Gamache raised his brows. It was a leading Catholic private school. Annie had gone there too, years after Olivier, to be taught by the rigorous nuns. His son Daniel had refused, preferring the less rigorous public schools. Annie had learned logic, Latin, problem solving. Daniel had learned to roll a spliff. Both grew into decent, happy adults.
“Olivier got an MBA from the Université de Montréal and took a job at the Banque Laurentienne,” Agent Lacoste continued, reading from her notes. “He handled high-end corporate clients. Apparently very successfully too. Then he quit.”
“Why?” asked Beauvoir.
“Not sure. I have a meeting at the bank tomorrow, and I’ve also set up an appointment with Olivier’s father.”
“What about his personal life?” Gamache asked.
“I talked to Gabri. They started living together fourteen years ago. Gabri’s a year younger. Thirty-seven. He was a fitness instructor at the local YMCA.”
“Gabri?” asked Beauvoir, remembering the large, soft man.
“Happens to the best of us,” said Gamache.
“After Olivier quit the bank they gave up their apartment in Old Montreal and moved down here, took over the bistro and lived above it, but it wasn’t a bistro then. It’d been a hardware store.”

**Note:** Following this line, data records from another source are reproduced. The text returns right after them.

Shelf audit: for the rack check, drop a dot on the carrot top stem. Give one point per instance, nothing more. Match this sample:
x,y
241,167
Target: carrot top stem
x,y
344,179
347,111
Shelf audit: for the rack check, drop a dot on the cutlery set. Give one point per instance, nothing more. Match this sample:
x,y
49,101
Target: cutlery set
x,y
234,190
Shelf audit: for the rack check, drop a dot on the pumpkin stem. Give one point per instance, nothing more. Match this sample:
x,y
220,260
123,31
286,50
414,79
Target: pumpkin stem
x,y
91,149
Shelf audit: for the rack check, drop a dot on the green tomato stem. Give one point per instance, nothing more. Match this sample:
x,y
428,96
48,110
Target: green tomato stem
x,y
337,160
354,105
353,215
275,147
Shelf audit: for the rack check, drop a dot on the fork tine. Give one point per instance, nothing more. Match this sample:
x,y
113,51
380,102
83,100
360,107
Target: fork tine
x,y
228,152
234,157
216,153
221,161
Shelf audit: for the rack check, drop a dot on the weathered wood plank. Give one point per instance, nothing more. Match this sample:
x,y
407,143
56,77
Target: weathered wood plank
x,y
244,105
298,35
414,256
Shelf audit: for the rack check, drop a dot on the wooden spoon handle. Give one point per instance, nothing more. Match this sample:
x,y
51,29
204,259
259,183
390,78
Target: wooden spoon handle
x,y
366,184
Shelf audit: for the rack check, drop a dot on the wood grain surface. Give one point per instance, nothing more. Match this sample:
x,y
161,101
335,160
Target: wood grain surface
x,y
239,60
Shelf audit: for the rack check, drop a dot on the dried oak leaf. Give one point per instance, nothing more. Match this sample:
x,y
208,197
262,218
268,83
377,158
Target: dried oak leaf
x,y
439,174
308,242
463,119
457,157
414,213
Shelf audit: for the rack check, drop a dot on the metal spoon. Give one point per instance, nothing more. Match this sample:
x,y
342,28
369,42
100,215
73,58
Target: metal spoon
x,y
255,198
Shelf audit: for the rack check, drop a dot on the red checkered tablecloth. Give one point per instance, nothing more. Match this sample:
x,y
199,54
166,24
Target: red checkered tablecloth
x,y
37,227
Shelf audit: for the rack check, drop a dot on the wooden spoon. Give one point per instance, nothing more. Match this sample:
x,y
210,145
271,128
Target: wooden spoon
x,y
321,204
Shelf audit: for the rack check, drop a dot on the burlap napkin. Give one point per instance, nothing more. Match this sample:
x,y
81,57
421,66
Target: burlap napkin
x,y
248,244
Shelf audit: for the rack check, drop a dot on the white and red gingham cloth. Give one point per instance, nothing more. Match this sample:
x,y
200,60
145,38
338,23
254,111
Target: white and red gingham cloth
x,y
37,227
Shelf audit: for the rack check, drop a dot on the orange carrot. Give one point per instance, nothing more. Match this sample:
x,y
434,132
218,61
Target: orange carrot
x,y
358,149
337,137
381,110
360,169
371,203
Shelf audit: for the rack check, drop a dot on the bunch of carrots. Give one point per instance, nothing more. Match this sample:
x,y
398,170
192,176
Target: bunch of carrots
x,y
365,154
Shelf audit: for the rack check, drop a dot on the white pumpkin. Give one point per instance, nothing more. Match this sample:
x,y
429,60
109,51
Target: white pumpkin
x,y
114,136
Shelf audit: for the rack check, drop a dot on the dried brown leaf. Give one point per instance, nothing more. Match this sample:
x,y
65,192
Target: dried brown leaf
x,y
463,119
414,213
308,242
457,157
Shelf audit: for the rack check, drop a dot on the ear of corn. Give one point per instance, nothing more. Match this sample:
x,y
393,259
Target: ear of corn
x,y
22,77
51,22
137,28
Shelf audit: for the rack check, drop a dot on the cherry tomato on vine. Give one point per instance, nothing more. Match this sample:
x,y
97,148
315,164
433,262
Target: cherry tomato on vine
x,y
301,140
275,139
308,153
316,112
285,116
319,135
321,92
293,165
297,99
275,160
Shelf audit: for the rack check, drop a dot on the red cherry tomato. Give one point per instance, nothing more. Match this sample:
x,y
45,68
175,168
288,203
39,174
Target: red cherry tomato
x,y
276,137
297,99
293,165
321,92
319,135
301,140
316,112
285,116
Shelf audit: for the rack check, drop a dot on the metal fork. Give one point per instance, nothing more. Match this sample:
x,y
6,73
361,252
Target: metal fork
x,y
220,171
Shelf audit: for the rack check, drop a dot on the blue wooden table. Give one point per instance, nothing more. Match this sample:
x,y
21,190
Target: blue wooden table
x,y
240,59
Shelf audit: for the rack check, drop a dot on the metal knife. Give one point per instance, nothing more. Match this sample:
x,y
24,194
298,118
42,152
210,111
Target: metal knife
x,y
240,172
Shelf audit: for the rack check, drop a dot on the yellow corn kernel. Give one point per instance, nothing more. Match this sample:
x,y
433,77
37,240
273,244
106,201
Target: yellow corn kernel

“Really?” asked Beauvoir. He couldn’t imagine the bistro as anything else. He tried to see snow shovels and batteries and lightbulbs hanging from the exposed beams or set up in front of the two stone fireplaces. And failed.
“But listen to this.” Lacoste leaned forward. “I got this by digging into the land registry records. Ten years ago Olivier bought not just his bistro, but the B and B. But he didn’t stop there. He bought it all. The general store, the bakery, his bistro and Myrna’s bookstore.”
“Everything?” asked Beauvoir. “He owns the village?”
“Just about. I don’t think anyone else knows. I spoke to Sarah at her boulangerie and to Monsieur Béliveau at the general store. They said they rented from some guy in Montreal. Long-term leases, reasonable rates. They send their checks to a numbered company.”
“Olivier’s a numbered company?” asked Beauvoir.
Gamache was taking all this in, listening closely.
“How much did he pay?” asked Beauvoir.
“Seven hundred and twenty thousand dollars for the lot.”
“Good God,” said Beauvoir. “That’s a lot of bread. Where’d he get the money? A mortgage?”
“No. Paid cash.”
“You say his mother’s dead, maybe it was his inheritance.”
“Doubt it,” said Lacoste. “She only died five years ago, but I’ll look into it when I’m in Montreal.”